80 factories shut over unrest fears

Production in nearly 80 garment factories at Savar, Ashulia and Gazipur was suspended yesterday in anticipation of a massive labour unrest over prompt implementation of the wage board's recommended minimum salary of Tk 5,300.
“I have closed down five of my units at Kashimpur fearing unrest. I will reopen them once I hear of the government and BGMEA's final decision on the minimum wage,” said MA Jabbar, managing director of DBL Group, a leading garment group.
A total of 9,000 workers are employed in the five units that were closed, he said. “The government and the BGMEA should resolve the wage issue as soon as possible to avoid further unrest.”

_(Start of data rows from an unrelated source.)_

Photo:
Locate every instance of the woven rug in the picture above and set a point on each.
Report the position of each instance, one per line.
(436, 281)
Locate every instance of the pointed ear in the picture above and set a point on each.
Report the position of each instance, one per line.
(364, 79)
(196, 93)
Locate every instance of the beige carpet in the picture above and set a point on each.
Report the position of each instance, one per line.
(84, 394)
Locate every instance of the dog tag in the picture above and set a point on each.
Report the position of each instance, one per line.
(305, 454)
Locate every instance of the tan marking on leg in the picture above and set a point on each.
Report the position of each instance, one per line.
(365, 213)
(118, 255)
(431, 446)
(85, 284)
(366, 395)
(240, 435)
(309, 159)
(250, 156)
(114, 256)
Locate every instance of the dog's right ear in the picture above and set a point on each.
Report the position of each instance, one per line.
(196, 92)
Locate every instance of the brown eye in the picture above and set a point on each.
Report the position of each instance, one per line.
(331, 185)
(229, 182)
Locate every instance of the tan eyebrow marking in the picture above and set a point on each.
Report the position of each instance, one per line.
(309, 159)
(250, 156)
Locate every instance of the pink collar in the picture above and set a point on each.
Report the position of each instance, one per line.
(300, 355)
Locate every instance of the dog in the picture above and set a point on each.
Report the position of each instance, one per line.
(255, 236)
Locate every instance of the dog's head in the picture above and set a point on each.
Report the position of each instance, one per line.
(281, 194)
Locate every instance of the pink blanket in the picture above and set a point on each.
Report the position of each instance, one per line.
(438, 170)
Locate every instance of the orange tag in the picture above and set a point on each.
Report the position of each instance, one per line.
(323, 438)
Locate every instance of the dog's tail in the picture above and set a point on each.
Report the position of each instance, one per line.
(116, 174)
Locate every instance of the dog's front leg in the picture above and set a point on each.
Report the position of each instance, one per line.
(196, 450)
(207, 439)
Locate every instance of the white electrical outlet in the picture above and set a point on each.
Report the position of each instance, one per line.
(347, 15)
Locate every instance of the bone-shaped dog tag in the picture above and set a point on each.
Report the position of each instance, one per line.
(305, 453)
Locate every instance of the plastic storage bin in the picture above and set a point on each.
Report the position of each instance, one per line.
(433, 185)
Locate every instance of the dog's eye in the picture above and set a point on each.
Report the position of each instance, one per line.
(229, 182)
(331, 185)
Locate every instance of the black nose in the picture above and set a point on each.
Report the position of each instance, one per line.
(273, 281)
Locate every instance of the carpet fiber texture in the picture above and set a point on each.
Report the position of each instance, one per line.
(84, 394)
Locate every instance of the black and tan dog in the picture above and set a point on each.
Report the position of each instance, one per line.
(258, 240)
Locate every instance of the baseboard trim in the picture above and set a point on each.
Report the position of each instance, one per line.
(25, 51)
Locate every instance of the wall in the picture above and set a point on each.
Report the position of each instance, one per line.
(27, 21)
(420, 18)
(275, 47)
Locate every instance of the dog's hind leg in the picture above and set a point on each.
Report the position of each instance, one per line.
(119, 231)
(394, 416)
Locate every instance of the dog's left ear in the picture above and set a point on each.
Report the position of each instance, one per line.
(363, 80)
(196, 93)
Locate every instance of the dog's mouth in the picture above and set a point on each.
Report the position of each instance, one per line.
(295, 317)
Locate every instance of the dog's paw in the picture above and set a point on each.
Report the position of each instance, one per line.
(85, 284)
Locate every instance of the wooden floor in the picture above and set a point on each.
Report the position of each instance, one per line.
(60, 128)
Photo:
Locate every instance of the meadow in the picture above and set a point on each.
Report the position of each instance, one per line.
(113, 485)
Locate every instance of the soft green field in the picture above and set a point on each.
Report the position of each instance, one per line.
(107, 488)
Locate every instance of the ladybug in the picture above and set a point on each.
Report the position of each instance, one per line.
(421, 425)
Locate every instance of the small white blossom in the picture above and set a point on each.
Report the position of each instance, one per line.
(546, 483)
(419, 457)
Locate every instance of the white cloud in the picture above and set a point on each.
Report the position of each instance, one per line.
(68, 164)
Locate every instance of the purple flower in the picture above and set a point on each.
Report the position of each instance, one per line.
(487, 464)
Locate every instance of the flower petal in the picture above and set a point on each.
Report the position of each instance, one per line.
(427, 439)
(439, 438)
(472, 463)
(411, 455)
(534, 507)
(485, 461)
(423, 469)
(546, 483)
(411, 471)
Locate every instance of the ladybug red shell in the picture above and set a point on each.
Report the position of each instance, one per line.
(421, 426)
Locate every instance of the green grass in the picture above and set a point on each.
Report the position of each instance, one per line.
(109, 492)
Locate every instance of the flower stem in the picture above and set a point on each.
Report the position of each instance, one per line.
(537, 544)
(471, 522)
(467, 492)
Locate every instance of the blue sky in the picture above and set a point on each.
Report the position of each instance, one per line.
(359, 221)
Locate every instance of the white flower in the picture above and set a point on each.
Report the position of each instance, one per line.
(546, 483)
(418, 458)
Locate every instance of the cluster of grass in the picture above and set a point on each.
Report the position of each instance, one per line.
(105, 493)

Momin Mondol, managing director of Mondol Group, another leading garment group in Gazipur, also said he suspended production in one of his units fearing unrest.
“They [the workers] come and leave as they please, without doing any work. However, they did not submit any written demand to the factory management.”
He, too, said he is waiting on a decision from the government and BGMEA.
Atiqul Islam, president of Bangladesh Garment Manufacturers and Exporters Association (BGMEA), said nearly 80 factories in Savar, Ashulia and Narayanganj shelved production
But our Gazipur and Savar correspondents said 12 factories in Savar and Ashulia and 20 in Gazipur remained shut.
The BGMEA president said the owners will meet with the labour and employment minister on November 11 to discuss the minimum wage issue. “We are expecting a decision from the government in the meeting.”
He said the small and medium factories will face difficulties in implementation of the recommended salary at Tk 5,300 per month.
“We need a win-win situation. The board has imposed the recommendation on us -- the industry will not be able to sustain the recommended salary structure.”

Meanwhile, Sirajul Islam Rony, workers' representative on the wage board, said the garment owners should accept the minimum salary as it was the decision of the wage board. “They [the owners] should just accept it. The minimum wage would have to be raised at some point – be it today or tomorrow.”
“I told labour leaders not to channel the workers' anger into a full-blown unrest. There is still time for discussions,” Mikail Shipar, labour and employment secretary, said after a meeting with trade union leaders of the garment sector.
He went on to urge the owners and workers to change their position for greater interest of the sector.